Chelm Jewish Cemetery
Cemetery Information
Historical overview
Chełm was founded c. 1240 as part of Rus and was the capital of the duchy. During the time of alliance with the Polish crown it was established as a city in 1392 by King Władysław Jagiełło. It was the capital of the Ruskie voivodeship. The city was affected by wars taking place in the mid-17th century. During the Russian occupation, Chełm was the county capital in the Lublin province. In independent Poland it was a county city in the Lubelskie voivodeship. In 1939 there were around 33 thousand residents, with around15 thousand of them Jewish.
Jewish residents settled in Chełm in the second half of the 15th century. In historical documents they appear as a kehilla paying the crown tax in 1507. In 1939 Jewish residents comprised approximately 45% of the total population. During 1942 the local Jews were gradually being transported to the death camp in Sobibór.
The Jewish cemetery was most likely founded toward the end of the 15th century, approximately 1 km north of the town centre. Its age can be approximated by a matzevah discovered in 2019 dating back to 1514. According to city plans from 1823, the cemetery was roughly shaped like an elongated rectangle with an east-west axis, with small additional grounds on the southeast corner, and had an acreage of 15,850 square metres in 1829. Its area was in time expanded several times. Toward the end of the 19th century the local government forced the community to close the old and establish a new cemetery. Despite the fact that a plot was purchased by the kehilla in 1910, a new cemetery was not founded. In the interwar period, the area of the existing cemetery was expanded in the south and west. During World War II the cemetery was destroyed. German occupying forces used matzevot, forcibly removed by Jews, to pave roads, sidewalks and courtyards in front of offices and the police hearquarters. Individual and mass executions were carried out in the cemetery, and it was a burial site for victims of executions across the city.
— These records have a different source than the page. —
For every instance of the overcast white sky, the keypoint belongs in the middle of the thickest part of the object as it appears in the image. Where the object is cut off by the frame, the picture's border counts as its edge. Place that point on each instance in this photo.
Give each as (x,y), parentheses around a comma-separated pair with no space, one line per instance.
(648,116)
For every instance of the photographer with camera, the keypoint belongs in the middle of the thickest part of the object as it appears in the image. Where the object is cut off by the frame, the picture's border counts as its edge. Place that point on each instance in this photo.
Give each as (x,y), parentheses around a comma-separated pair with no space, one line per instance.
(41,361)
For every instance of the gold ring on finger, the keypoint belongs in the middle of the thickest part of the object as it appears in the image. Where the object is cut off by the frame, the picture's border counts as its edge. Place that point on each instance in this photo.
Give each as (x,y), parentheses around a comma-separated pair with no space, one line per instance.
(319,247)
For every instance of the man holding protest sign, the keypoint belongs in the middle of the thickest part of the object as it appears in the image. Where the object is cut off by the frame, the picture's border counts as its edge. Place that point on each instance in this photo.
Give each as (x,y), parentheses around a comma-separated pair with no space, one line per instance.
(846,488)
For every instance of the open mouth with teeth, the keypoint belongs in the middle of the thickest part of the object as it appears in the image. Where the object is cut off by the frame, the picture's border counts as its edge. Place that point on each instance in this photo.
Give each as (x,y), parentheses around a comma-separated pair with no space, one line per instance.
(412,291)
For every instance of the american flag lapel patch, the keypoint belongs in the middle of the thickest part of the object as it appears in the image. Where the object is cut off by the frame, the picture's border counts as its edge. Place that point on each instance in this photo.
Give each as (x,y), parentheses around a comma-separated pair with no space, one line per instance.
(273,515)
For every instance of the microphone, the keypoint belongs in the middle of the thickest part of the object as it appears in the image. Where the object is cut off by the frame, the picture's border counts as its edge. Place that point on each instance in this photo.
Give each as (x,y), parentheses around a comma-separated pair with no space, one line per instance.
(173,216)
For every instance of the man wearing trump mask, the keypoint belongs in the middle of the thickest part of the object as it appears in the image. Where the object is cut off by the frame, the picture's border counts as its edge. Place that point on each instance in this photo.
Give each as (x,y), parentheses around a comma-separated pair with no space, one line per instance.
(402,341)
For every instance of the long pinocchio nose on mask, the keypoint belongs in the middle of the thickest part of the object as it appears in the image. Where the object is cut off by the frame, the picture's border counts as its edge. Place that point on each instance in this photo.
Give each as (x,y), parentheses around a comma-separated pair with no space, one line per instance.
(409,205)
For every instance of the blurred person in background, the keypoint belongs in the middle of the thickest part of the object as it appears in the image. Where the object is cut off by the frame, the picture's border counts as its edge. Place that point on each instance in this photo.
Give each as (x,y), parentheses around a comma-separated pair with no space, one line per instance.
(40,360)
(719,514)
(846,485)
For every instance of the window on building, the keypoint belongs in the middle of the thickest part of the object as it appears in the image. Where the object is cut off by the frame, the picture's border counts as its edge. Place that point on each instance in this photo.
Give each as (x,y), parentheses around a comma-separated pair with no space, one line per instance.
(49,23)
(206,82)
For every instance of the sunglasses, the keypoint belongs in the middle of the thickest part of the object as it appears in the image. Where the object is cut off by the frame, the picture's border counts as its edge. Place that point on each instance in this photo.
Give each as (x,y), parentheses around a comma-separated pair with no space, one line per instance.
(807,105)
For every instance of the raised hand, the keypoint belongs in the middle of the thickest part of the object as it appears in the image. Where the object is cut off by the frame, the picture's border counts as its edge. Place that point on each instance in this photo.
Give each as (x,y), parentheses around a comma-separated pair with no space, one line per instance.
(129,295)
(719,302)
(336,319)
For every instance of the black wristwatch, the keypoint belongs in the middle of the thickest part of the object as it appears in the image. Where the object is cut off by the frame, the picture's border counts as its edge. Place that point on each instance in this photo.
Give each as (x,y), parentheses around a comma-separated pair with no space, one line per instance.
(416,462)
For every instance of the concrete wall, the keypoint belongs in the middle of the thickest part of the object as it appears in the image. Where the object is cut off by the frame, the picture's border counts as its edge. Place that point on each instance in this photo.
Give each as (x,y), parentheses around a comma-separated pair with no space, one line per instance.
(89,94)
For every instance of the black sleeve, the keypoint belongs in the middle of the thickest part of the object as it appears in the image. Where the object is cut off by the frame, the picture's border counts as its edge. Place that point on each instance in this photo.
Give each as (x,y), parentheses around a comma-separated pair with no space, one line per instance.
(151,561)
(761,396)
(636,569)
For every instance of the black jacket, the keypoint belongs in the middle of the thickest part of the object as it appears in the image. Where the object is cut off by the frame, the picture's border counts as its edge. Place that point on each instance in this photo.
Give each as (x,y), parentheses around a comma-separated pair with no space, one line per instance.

After the war, the cemetery was a burial site for exhumed remains of victims across the town and area, as well as those who died after the war. The stealing of tombstones for other uses was continued by the residents of the town and neighbouring villages. In the 1960s the southern area of the cemetery, where some tombstone remains were preserved, was fenced. The northern area became a square. From the beginning of the 1990s, matzevot found in the city were brought to the cemetery. In 1994, funded by the Nissenbaum family, most of the cemetery was fenced. An area of approximately 20 meters in the north remained unfenced (a road, lawns, and sidewalk), as well as an area of approximately 20 meters to the east, occupied by a BP petrol station. In 1996 a memorial was erected in the central part of the fenced area. It includes concrete stelae with fragments of tombstones placed beside the monument irregularly in the northern part of the fenced part of the cemetery. Tombstones recovered in the 21st century were placed beside the memorial and are slowly falling into disrepair. Since 1995, descendants of Jews from Chełm began to erect concrete, and in time granite, stelae in the northern fenced part of the cemetery, which is dedicated to the memory of their families. This practice continues until today. Erecting memorials in the place of others’ burials does not align with regulations set by the Rabbinic Committee of Cemeteries. Until today, there are approximately 150 remaining matzevot or their fragments, partly in situ, in the southern part of the cemetery, and there are over a hundred matzevot placed beside the memorial. Currently the cemetery is owned by the city, which maintains the overgrown area.